As generative AI becomes more prevalent, it’s changing the CX game. Customers are expecting the technology they encounter elsewhere to be available with the businesses they engage with.
Retailers in particular are moving from using generative AI to conduct simple tasks, Ritu Bhargava, president and chief product officer of SAP Industries and CX, said. Instead they're asking, how can generative AI increase cart size and improve my bottom line?
Retailers are now fine-tuning AI use cases to create efficiencies at scale, she said.
Two-thirds of consumers said chatbots should be just as apt to handle their queries as highly skilled human agents, the survey found.
Those expectations are a rapid and massive shift from just a few years ago.
“I think there was always an assumption that a bot interaction was going to be subpar in some way less personalized, not able to do as many things,” Maynard said.
But as more people use generative AI search, like ChatGPT and Google’s Bard, or voice bots, such as Siri and Alexa, consumers come to expect other businesses to offer the same flexible, rich experience, Maynard said. “All of a sudden, all those expectations become sort of the minimum bar for what people expect.”
“I go on ChatGPT, and I get this highly personalized, flexible experience,” he said. “And they expect that experience when they go to a customer's website and they're trying to interact with a bot.”
Maynard compared it to how Google search became the predominant UX paradigm for how people accessed information on the web in the early 2000s. The bar for search increased for every business, and if a search function didn’t work as well as Google’s, it was considered a subpar experience, he said.
Rethinking customer journeys
With such changing customer demands, CX leaders are working to deploy generative AI. Zendesk found that emerging technology like generative AI is causing 70% of businesses to rethink the entire customer journey.
But Jeff Mango, managing director of KPMG U.S. customer experience, warned that companies that rush to put AI in front of the customer to reduce costs could see a dip in customer experience quality. “It puts a lot of pressure on the customer to trust that that's gonna be right, and they don't necessarily trust,” he said.
“And so what we're going to see is the value being brought to customers by using AI is probably more likely in the back office or in the middle office versus actually being front [and] center with customers,” Mango said.
Maynard refers to that as the “crawl, walk, run approach” with CX. Most CX leaders aren’t getting to the run stage — in which generative AI is brought directly to the consumer — until they’ve mastered its use in the back end to analyze sentiment or to aid their agents with AI tools.

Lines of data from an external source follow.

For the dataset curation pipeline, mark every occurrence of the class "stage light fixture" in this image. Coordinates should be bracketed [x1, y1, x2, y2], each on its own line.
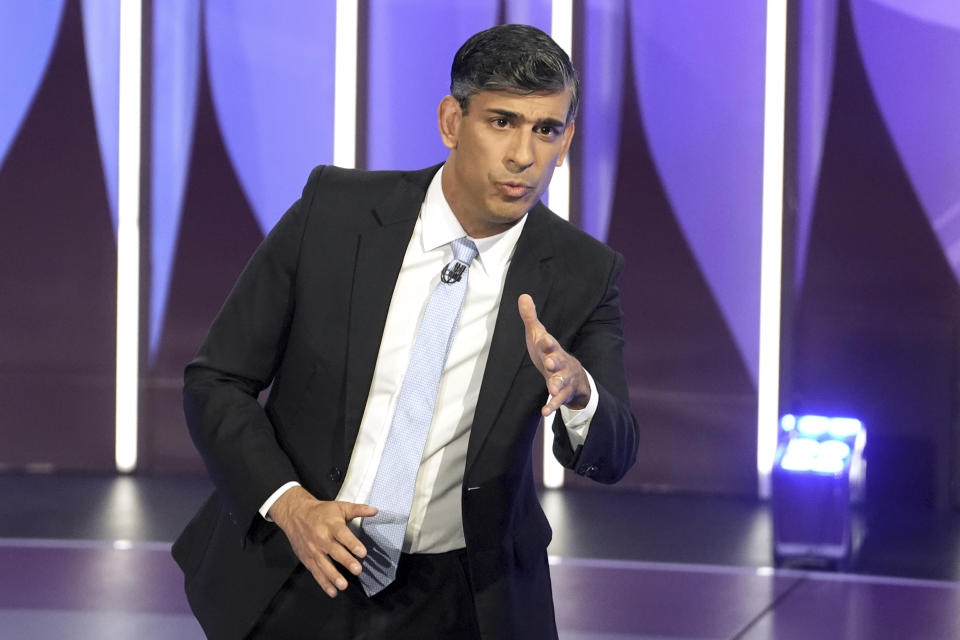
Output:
[772, 414, 867, 568]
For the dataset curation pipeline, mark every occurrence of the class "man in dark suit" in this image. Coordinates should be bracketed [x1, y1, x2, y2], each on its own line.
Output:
[174, 25, 637, 639]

There's a disconnect with generative AI
Businesses are responding to customers' growing expectations and beginning to deploy generative AI, but not everyone is onboard.

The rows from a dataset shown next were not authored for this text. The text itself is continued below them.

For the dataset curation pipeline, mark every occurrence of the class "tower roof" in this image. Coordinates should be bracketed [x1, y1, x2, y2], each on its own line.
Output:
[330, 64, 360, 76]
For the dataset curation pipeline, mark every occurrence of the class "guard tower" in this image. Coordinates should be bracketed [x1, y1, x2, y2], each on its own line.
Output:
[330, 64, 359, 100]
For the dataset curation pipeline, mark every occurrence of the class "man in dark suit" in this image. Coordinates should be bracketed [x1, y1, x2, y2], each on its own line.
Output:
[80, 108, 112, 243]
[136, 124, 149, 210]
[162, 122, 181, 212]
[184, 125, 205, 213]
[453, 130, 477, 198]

For all their expectations from chatbots, customers still want humans; 4 in 5 consumers expect human agents to assist them with service, sales and support in chat-based interactions.

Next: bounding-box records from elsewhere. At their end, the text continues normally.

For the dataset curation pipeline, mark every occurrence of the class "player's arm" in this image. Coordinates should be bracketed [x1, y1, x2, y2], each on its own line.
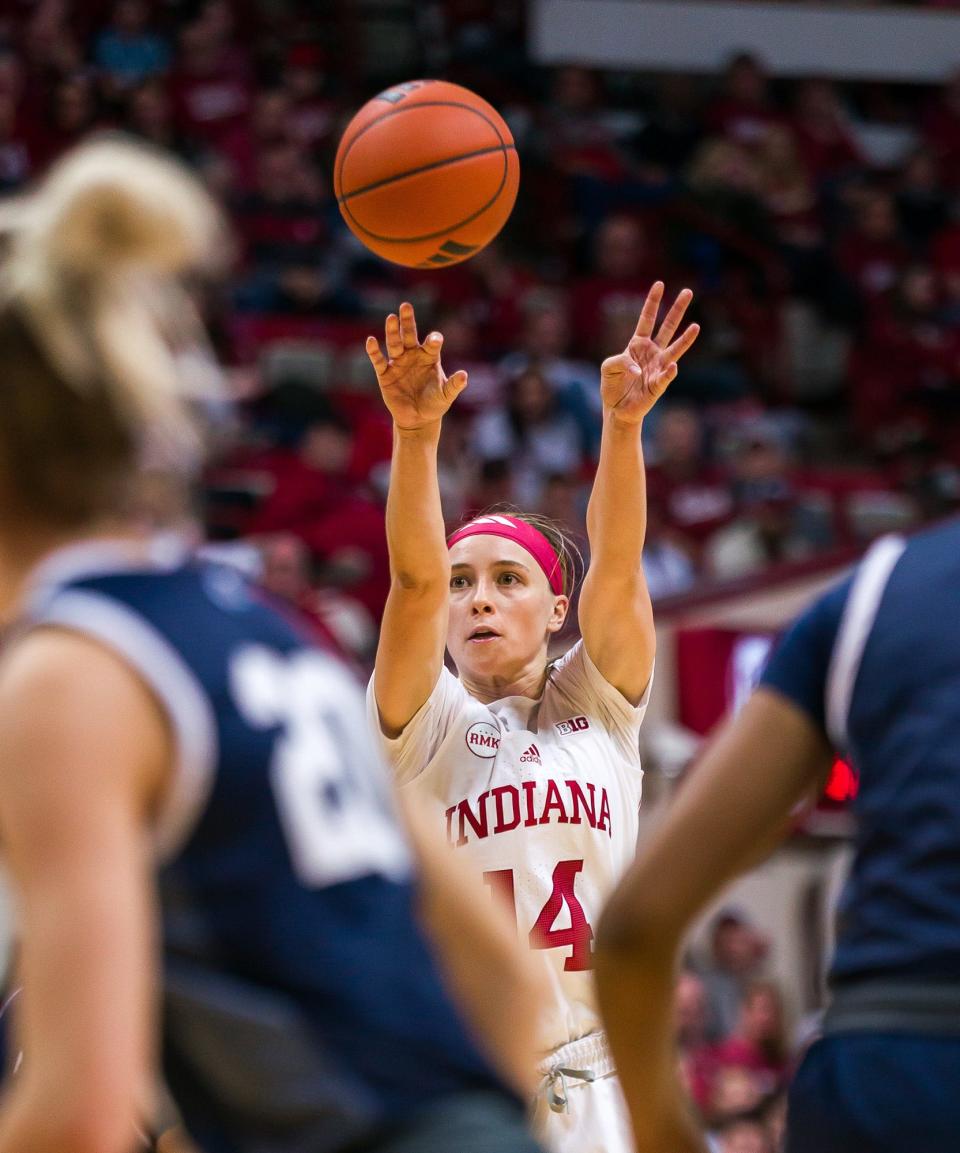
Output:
[366, 304, 467, 737]
[401, 801, 545, 1098]
[0, 631, 168, 1153]
[597, 688, 831, 1153]
[580, 281, 700, 703]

But Zendesk found a disconnect between CX leaders and agents when it came to generative AI.
While 70% of CX leaders say they have seen positive outcomes from agents who have begun using generative AI tools, only 36% of agents report that the AI tools they’re currently using are making their job easier.
Agents expressed feeling under-trained on how to use AI tools, especially generative AI-based tools. They're also unclear on how such tools will change their roles and are unaware of generative AI guidelines that CX leaders say exist.
Maynard says those fears make sense and that management needs to bring agents along.
“There's a true sort of fear right now of the technology and how it's going to impact people's day to day, workflow and what they've done,” Maynard said. “People are deeply tied to the work flows that have made them successful in the past, and so there's a lot of change management that has to happen within teams to utilize new technologies to change up some of those workflows.”
“We're very much in the infancy of how things like natural language interfaces will work alongside an agent in terms of a copilot that's going to help you with your interactions,” he said.
Maynard compares it to bringing in a new team member in which there’s a period of time where you have to grow to trust that team member, how they work and how to best interact with them.
“Interacting with AI is very similar,” he said. “You're going to have to figure out the new sort of division of labor and responsibilities in terms of what it's really good at and where you need that human touch.”